Hamburg, Staatsoper, DON GIOVANNI, IOCO
31-10-2024
Der Schriftsteller und Komponist E.T.A. Hoffmann hatte Mozarts „Don Giovanni“ einmal als „die Oper aller Opern“ bezeichnet. Giovanni ist ein Casanova, Playboy würde man heute sagen, ein skrupelloser Verführer und ein Lebemann. Mit diesem Mörder und Frauenhelden, für den man trotz allem Sympathien hegt, hat Mozart gemeinsam mit seinem Librettisten Da Ponte 1787 wahrlich ein Meisterwerk komponiert.
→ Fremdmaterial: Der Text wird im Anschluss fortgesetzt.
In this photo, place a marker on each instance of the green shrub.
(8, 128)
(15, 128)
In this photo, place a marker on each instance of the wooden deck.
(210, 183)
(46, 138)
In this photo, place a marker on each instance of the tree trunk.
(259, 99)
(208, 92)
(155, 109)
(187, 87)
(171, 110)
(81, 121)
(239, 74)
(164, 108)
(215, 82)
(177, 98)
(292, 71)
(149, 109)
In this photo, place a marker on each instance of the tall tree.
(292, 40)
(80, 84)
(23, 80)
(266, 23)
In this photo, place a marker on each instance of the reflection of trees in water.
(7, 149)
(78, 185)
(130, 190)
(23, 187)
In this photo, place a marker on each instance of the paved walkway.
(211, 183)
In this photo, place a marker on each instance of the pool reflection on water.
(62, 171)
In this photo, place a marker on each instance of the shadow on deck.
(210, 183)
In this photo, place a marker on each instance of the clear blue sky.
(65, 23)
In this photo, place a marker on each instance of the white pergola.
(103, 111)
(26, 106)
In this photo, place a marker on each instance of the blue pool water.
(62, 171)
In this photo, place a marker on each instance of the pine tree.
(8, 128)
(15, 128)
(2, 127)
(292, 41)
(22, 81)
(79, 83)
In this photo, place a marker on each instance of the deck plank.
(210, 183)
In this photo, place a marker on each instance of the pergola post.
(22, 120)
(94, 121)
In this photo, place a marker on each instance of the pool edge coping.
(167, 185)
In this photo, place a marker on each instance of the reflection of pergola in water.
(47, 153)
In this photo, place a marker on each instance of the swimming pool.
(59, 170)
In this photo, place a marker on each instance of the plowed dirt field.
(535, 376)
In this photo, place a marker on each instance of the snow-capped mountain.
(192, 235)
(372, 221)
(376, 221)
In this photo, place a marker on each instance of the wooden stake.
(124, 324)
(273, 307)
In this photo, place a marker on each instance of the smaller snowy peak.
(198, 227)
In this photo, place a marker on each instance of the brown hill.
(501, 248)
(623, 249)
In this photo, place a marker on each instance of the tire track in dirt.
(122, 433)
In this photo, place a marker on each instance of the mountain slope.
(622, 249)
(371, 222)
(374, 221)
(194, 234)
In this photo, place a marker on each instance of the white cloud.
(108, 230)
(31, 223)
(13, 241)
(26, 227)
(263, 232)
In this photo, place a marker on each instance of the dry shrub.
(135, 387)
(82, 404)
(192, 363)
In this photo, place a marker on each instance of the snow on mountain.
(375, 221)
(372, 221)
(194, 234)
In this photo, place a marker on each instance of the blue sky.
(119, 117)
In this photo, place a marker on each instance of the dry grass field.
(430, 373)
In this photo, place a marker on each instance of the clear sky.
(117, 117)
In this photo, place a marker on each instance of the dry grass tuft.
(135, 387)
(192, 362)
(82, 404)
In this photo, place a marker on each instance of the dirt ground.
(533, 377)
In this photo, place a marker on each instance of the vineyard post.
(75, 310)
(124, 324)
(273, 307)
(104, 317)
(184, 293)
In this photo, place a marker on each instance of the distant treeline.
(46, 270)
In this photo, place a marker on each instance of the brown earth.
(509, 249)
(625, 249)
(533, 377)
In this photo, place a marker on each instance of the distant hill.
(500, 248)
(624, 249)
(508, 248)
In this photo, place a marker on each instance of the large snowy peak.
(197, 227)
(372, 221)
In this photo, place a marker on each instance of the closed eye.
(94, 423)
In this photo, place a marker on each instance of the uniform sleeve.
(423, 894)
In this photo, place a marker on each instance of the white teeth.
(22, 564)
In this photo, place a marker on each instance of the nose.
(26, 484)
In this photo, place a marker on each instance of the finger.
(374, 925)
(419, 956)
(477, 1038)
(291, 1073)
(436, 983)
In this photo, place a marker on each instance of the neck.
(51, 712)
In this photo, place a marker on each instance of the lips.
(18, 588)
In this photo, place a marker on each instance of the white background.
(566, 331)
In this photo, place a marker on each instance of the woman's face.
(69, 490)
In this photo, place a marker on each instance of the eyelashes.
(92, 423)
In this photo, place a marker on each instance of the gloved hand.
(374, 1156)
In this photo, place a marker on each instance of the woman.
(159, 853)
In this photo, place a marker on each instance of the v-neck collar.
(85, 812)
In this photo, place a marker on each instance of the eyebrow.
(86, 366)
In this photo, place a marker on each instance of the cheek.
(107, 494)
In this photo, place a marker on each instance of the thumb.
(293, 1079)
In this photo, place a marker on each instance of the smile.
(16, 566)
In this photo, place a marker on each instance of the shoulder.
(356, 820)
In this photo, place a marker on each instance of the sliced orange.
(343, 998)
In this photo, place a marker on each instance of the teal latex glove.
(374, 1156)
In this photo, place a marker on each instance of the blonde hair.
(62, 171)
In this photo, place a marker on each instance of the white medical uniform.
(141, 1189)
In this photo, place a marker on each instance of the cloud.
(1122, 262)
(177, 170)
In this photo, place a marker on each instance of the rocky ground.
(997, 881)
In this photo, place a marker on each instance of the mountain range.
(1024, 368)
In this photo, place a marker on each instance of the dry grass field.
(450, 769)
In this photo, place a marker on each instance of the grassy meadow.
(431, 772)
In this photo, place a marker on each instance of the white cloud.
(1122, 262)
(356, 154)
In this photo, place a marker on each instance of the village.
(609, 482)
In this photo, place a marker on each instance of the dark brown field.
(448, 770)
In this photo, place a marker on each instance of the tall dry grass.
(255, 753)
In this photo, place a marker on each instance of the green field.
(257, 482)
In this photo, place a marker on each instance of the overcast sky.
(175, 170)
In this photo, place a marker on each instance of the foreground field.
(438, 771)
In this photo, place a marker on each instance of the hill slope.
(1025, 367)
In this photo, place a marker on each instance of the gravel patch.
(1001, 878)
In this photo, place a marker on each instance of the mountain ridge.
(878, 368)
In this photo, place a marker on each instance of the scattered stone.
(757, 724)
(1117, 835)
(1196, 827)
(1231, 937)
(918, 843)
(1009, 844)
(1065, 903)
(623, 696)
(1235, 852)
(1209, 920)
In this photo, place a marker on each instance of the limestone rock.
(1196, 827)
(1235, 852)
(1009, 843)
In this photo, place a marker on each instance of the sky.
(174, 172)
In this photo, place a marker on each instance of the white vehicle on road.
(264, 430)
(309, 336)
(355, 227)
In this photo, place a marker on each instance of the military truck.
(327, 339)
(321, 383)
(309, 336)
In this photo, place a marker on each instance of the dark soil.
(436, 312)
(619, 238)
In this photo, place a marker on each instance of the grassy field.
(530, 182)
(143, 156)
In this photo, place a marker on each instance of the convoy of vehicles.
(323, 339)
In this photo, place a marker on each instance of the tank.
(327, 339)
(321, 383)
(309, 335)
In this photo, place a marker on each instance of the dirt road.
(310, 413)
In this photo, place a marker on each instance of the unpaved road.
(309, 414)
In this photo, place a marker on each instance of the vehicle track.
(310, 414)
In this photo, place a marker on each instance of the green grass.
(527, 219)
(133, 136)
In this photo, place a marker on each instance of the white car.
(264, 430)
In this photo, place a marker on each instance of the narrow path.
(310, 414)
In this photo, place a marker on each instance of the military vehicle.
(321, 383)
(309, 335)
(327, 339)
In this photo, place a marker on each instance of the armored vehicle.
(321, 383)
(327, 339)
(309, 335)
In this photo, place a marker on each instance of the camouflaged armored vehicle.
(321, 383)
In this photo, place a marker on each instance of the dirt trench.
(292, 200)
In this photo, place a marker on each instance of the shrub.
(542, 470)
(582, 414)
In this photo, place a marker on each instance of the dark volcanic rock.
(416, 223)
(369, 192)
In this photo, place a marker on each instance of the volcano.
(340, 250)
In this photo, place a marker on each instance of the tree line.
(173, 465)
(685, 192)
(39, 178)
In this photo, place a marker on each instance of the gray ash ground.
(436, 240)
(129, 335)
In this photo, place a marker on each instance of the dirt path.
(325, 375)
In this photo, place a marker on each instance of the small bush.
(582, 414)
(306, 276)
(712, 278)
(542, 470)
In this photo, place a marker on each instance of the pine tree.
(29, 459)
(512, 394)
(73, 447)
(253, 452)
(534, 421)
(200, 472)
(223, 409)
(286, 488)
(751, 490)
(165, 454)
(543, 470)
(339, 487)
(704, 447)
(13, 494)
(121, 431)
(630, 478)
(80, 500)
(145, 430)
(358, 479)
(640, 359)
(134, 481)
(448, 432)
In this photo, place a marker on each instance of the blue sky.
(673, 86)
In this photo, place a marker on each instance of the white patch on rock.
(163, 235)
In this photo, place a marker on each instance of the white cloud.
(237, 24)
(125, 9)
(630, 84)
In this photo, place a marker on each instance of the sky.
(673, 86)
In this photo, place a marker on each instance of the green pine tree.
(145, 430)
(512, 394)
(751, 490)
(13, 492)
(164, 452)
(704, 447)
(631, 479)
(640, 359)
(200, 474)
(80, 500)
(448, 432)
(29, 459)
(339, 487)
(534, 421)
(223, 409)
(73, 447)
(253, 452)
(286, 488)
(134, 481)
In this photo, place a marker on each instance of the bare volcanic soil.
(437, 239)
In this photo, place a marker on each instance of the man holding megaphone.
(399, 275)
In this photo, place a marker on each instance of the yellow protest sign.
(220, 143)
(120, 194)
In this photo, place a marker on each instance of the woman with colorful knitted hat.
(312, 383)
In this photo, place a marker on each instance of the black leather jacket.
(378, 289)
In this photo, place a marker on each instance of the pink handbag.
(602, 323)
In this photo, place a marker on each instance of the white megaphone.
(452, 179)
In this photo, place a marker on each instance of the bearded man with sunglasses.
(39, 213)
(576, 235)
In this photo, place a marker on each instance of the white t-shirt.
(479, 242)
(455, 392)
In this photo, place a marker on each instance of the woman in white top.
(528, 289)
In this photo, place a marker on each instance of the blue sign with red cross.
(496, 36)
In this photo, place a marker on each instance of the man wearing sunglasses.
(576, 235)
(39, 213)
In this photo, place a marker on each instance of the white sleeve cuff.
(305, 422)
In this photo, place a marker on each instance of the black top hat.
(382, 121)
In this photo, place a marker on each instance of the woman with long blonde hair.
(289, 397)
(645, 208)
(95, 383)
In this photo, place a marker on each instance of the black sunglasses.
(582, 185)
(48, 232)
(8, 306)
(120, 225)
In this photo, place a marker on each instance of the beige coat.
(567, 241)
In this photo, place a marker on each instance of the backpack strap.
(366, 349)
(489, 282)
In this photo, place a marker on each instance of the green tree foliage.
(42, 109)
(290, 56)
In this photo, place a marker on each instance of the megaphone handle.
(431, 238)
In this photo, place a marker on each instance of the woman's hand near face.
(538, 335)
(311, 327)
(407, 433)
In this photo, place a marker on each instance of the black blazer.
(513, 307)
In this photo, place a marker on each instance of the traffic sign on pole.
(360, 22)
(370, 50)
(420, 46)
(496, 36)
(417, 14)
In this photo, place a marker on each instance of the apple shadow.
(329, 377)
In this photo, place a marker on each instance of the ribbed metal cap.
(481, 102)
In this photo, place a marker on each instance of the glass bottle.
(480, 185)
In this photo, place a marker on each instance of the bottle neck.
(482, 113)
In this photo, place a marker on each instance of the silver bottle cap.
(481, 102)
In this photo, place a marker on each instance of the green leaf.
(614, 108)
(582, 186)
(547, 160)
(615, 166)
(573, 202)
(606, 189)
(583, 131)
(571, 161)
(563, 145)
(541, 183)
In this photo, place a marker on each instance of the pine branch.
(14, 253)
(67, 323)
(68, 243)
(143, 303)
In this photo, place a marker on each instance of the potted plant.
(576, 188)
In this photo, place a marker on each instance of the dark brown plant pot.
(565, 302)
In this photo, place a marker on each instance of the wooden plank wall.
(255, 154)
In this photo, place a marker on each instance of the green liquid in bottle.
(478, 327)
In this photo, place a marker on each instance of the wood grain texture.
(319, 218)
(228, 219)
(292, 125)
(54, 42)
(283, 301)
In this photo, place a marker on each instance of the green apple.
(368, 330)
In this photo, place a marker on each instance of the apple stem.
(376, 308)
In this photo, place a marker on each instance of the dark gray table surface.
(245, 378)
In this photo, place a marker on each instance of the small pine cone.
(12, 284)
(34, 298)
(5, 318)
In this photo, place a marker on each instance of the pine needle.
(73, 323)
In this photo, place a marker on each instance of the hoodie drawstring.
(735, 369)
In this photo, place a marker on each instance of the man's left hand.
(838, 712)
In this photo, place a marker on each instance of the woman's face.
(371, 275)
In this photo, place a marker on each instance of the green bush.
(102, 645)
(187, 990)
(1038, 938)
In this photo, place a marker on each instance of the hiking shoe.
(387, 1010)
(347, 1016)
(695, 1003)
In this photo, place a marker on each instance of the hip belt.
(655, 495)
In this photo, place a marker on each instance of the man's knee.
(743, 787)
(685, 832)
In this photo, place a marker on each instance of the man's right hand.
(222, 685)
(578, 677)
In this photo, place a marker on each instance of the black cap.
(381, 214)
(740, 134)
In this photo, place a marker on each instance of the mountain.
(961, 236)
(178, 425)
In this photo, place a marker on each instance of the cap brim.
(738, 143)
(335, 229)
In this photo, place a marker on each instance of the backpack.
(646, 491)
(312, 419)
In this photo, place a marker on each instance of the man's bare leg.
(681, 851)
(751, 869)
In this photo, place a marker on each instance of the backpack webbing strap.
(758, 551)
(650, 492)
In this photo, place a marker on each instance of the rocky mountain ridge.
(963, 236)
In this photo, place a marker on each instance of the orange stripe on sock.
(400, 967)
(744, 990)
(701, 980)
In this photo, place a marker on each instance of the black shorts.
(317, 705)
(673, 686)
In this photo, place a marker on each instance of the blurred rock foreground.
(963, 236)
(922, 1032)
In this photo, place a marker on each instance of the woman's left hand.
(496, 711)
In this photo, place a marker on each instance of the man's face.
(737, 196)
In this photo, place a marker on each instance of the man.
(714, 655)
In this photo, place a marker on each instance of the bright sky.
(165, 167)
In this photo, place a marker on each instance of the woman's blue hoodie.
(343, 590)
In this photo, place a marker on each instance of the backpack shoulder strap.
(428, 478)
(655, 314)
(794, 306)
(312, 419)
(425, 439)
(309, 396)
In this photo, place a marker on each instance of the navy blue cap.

Vor genau 5 Jahren hatte diese „Don Giovanni“-Inszenierung des Schauspiel-Regisseurs Jan Bosse an der Hamburger Staatsoper ihre Premiere. Sein Bühnenbildner Stéphane Laimé baute ihm monströse Kulissen, die nicht gerade das beschauliche Sevilla darstellen, sondern seine Bühnenbilder erinnern eher an einen einst feudalen Palazzo, an bröckelnde mit Graffiti beschmierte Hausfassaden mit zugemauerten Fensteröffnungen, oder an eine verfallene Fabrikruine. Giovannis Prunksaal schließlich zeugt von kalter Pracht und wird umrahmt von einem silbrig-metallenen Vorhang. Die Drehbühne ist ständig in Bewegung, auf ihr drehen sich auch die Kulissen. Zu jeder Szene, zu jeder Arie bietet sich eine andere Perspektive an, was aber auch eine gewisse Unruhe erzeugte, ebenso wie der Kameramann, der ständig über die Bühne lief, um die Gesichter der Protagonisten zu filmen und diese überdimensional auf die Kulissen zu projizieren. Ebenso die eingesetzten Scheinwerfer, die ins Publikum gerichtet waren und dieses blendeten, wirkte ziemlich störend.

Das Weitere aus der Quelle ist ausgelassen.